Continuing until mid October
Carpet enthusiasts are faced with a seemingly overwhelming array of carpet types for consideration. Carpets are variously classified according to ethnic group, locality, design, style, technique, use, and occasionally by the name of the European artist who included similar rugs in his or her paintings (ie. Holbein, Crivelli). The manner in which carpets are described and classified is likely, on the one hand, a remnant of the 19th century typological tradition, and on the other, evidence of the influence of dealers and collectors. While analysis based primarily on visual characteristics is useful, it is also limited. The study of material culture has, more recently, developed a broader perspective which attempts to shed light not only on the objects in question, but additionally on their cultural significance.

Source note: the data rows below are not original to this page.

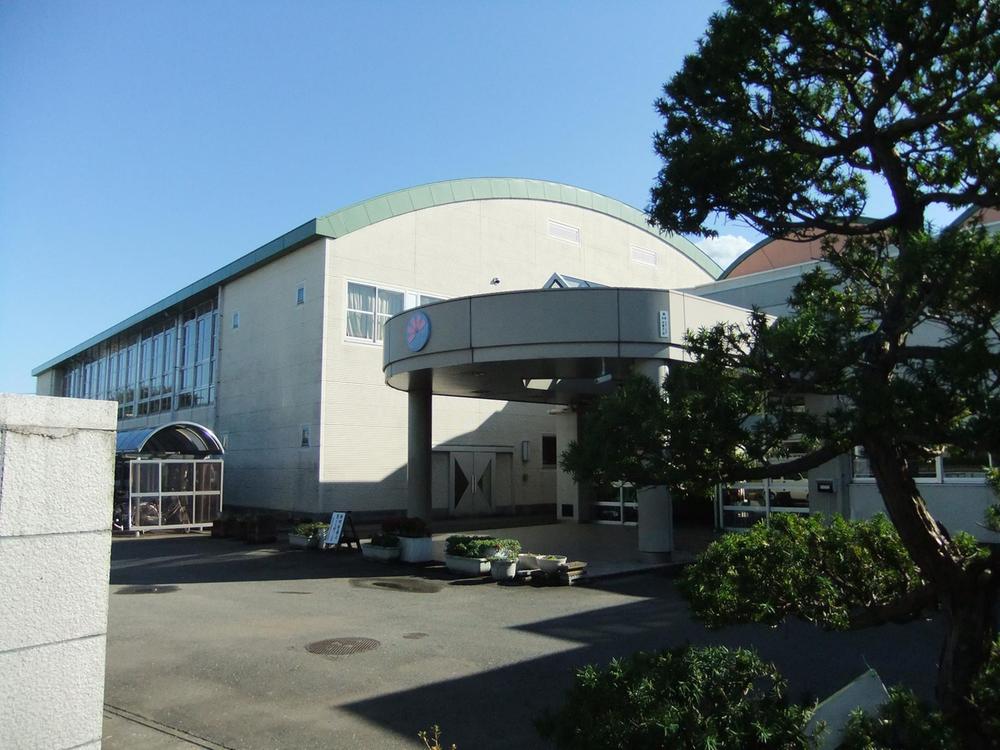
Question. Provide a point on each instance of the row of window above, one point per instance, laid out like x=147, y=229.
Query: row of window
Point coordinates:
x=166, y=366
x=952, y=465
x=370, y=306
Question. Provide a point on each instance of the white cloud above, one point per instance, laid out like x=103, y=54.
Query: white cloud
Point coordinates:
x=725, y=248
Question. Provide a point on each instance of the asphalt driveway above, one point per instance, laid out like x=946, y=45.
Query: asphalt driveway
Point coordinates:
x=207, y=647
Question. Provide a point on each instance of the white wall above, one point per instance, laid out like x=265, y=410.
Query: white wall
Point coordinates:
x=56, y=484
x=268, y=382
x=451, y=251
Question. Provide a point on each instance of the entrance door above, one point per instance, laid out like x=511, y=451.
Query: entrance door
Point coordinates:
x=472, y=478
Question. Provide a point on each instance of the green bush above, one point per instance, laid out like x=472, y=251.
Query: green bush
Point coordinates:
x=465, y=545
x=385, y=540
x=686, y=698
x=819, y=569
x=903, y=723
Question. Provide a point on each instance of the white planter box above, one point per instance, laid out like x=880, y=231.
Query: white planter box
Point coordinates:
x=503, y=570
x=416, y=549
x=382, y=554
x=551, y=565
x=473, y=566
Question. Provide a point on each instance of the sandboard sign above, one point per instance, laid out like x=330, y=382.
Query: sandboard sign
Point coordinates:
x=336, y=528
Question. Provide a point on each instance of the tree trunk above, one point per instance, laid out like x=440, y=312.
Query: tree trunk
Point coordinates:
x=971, y=629
x=967, y=591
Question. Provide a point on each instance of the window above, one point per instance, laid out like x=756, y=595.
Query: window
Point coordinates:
x=642, y=255
x=370, y=306
x=564, y=232
x=549, y=455
x=952, y=465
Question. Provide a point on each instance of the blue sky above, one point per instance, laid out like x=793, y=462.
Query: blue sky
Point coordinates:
x=145, y=144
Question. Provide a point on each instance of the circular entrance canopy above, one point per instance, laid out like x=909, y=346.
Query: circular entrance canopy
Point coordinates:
x=551, y=346
x=185, y=438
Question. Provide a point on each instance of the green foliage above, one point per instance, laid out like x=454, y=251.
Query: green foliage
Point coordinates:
x=985, y=694
x=385, y=540
x=820, y=570
x=789, y=111
x=903, y=723
x=687, y=698
x=464, y=545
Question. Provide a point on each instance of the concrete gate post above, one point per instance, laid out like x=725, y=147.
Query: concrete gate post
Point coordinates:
x=57, y=460
x=656, y=511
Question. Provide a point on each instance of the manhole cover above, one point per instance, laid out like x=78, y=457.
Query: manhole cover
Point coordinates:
x=342, y=646
x=407, y=585
x=148, y=590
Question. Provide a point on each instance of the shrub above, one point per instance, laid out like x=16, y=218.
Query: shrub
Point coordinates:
x=686, y=698
x=819, y=569
x=903, y=723
x=385, y=540
x=464, y=545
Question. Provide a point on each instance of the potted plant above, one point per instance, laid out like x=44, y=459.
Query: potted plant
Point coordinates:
x=383, y=547
x=551, y=563
x=318, y=539
x=466, y=554
x=415, y=543
x=527, y=561
x=301, y=534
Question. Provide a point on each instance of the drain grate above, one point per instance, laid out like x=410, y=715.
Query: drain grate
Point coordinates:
x=407, y=585
x=148, y=589
x=342, y=646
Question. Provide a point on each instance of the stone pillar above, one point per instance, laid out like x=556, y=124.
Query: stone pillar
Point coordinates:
x=418, y=462
x=656, y=510
x=56, y=483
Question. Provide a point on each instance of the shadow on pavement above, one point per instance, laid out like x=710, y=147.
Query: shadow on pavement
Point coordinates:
x=496, y=709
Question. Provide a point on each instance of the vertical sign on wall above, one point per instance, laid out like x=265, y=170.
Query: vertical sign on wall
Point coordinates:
x=336, y=528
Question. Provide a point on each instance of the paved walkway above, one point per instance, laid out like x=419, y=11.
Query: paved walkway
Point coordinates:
x=207, y=647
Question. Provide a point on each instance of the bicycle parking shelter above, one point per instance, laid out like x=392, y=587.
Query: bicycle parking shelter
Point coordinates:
x=167, y=477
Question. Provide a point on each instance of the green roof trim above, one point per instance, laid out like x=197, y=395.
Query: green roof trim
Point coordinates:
x=371, y=211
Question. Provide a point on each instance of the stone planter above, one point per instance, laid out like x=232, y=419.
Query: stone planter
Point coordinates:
x=382, y=554
x=471, y=566
x=527, y=561
x=416, y=549
x=551, y=563
x=503, y=570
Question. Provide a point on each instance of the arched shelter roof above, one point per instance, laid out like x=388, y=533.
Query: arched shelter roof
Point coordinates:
x=187, y=438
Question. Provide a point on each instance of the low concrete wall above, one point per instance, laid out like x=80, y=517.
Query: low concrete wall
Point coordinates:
x=56, y=483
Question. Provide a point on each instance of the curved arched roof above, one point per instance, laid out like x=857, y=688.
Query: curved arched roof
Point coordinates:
x=188, y=438
x=367, y=212
x=371, y=211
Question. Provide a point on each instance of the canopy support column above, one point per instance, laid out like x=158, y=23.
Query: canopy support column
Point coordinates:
x=418, y=463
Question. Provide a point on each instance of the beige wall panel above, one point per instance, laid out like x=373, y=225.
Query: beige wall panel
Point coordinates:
x=452, y=251
x=269, y=381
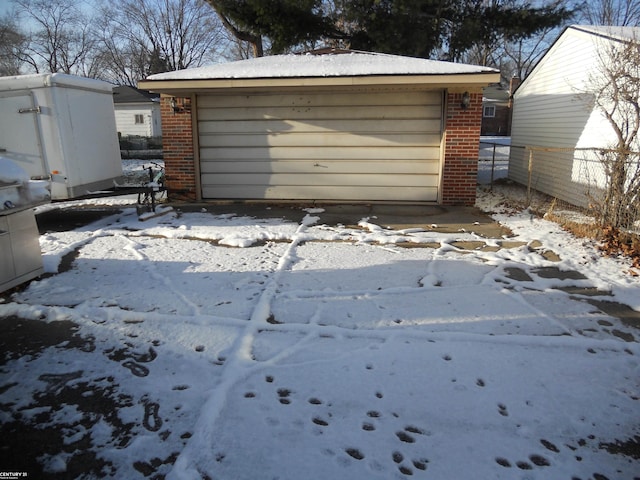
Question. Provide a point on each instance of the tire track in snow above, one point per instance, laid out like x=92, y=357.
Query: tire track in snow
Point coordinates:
x=137, y=250
x=239, y=365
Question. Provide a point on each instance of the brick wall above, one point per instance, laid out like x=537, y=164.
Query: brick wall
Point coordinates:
x=462, y=131
x=177, y=144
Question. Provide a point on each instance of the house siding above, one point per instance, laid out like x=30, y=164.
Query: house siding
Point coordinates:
x=550, y=110
x=459, y=157
x=126, y=125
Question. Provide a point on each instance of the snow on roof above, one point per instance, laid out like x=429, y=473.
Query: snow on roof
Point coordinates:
x=619, y=33
x=46, y=80
x=331, y=65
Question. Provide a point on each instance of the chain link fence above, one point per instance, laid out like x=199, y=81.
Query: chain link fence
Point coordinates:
x=606, y=181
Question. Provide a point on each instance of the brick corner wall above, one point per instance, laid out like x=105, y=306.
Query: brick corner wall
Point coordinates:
x=178, y=145
x=462, y=142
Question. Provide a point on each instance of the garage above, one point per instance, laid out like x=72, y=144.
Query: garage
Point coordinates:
x=335, y=127
x=321, y=146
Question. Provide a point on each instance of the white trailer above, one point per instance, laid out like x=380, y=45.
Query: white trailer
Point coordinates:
x=61, y=128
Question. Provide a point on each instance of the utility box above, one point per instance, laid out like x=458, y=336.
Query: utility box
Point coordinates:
x=61, y=128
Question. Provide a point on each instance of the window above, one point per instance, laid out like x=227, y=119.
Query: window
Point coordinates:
x=489, y=111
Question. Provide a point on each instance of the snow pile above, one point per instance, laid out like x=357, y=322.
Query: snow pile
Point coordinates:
x=331, y=65
x=299, y=356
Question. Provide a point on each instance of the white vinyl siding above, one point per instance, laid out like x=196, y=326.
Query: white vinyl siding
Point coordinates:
x=550, y=110
x=321, y=146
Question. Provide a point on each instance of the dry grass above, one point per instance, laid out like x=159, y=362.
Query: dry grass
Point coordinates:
x=579, y=222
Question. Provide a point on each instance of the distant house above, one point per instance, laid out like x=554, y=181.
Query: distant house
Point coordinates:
x=551, y=112
x=340, y=126
x=496, y=112
x=137, y=112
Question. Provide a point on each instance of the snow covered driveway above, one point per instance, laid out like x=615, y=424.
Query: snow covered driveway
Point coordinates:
x=226, y=347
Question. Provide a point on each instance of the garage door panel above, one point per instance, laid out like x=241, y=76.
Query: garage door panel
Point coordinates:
x=428, y=98
x=318, y=140
x=326, y=153
x=262, y=127
x=321, y=146
x=293, y=192
x=320, y=179
x=312, y=167
x=316, y=113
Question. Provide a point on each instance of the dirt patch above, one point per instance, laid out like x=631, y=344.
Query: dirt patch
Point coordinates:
x=67, y=219
x=38, y=443
x=626, y=314
x=20, y=337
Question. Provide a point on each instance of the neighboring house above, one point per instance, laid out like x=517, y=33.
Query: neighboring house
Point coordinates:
x=551, y=111
x=332, y=127
x=137, y=112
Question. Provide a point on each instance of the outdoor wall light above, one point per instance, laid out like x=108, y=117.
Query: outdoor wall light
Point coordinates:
x=466, y=101
x=174, y=105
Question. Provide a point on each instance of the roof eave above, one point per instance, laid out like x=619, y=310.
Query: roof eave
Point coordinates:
x=460, y=80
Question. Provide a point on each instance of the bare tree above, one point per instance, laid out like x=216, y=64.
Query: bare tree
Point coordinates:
x=61, y=39
x=612, y=12
x=12, y=42
x=615, y=92
x=142, y=37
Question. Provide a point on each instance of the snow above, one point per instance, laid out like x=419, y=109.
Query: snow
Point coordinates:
x=246, y=348
x=295, y=66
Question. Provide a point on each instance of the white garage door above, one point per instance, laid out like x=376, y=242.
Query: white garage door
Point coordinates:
x=323, y=146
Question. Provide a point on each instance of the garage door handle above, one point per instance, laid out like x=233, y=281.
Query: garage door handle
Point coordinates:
x=29, y=110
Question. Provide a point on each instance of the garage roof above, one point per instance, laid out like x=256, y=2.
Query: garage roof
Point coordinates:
x=327, y=69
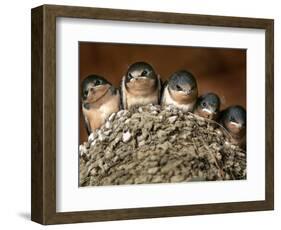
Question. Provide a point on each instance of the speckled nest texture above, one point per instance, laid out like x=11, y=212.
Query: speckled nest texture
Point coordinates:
x=151, y=144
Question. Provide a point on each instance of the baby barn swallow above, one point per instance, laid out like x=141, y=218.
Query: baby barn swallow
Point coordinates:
x=140, y=86
x=99, y=99
x=181, y=91
x=208, y=106
x=234, y=121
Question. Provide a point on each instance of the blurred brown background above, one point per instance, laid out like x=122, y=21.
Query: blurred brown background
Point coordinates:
x=218, y=70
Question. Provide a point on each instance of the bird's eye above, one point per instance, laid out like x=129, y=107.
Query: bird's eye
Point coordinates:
x=98, y=82
x=178, y=87
x=144, y=73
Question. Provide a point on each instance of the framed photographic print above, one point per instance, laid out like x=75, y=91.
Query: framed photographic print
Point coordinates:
x=141, y=114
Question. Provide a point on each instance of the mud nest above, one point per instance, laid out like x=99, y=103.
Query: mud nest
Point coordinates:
x=151, y=144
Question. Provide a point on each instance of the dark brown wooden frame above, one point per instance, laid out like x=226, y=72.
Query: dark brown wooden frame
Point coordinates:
x=43, y=188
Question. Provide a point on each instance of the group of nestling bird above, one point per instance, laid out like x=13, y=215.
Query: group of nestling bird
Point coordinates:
x=141, y=85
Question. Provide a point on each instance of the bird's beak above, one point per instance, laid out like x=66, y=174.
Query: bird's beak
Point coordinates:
x=235, y=124
x=208, y=111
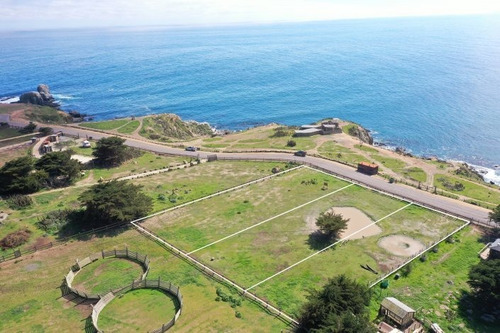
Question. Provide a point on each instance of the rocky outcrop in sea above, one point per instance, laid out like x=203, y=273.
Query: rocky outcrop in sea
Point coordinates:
x=41, y=97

In his work, "Carpets from the Tents, Cottages and Workshops of Asia" (1988), Jon Thompson proposes a framework that helps make sense of the plethora of received carpet types. Thompson suggests examining rugs according to their mode or style of production, thereby facilitating cross cultural comparison and generalization. This is particularly useful when considering that carpets were (and continue to be) woven by people who have not always been fixed geographically, or whose lands have been periodically invaded. He proposes four basic divisions: Tribal, Cottage, Workshop and Court, each associated with differing degrees of skill, technology, commodification, and organization. Tribal weavers, for example, are characterized as mainly nomadic, producing rugs largely for their own use on technologically simple, horizontal looms. At the other end of the scale, court carpets are produced to order, in specialized workshops often under the guidance of a designer/ master craftsperson. Thompson is careful to point out that each of the spheres of production offer unique challenges and opportunities for weavers who's carpets appeal to different audiences.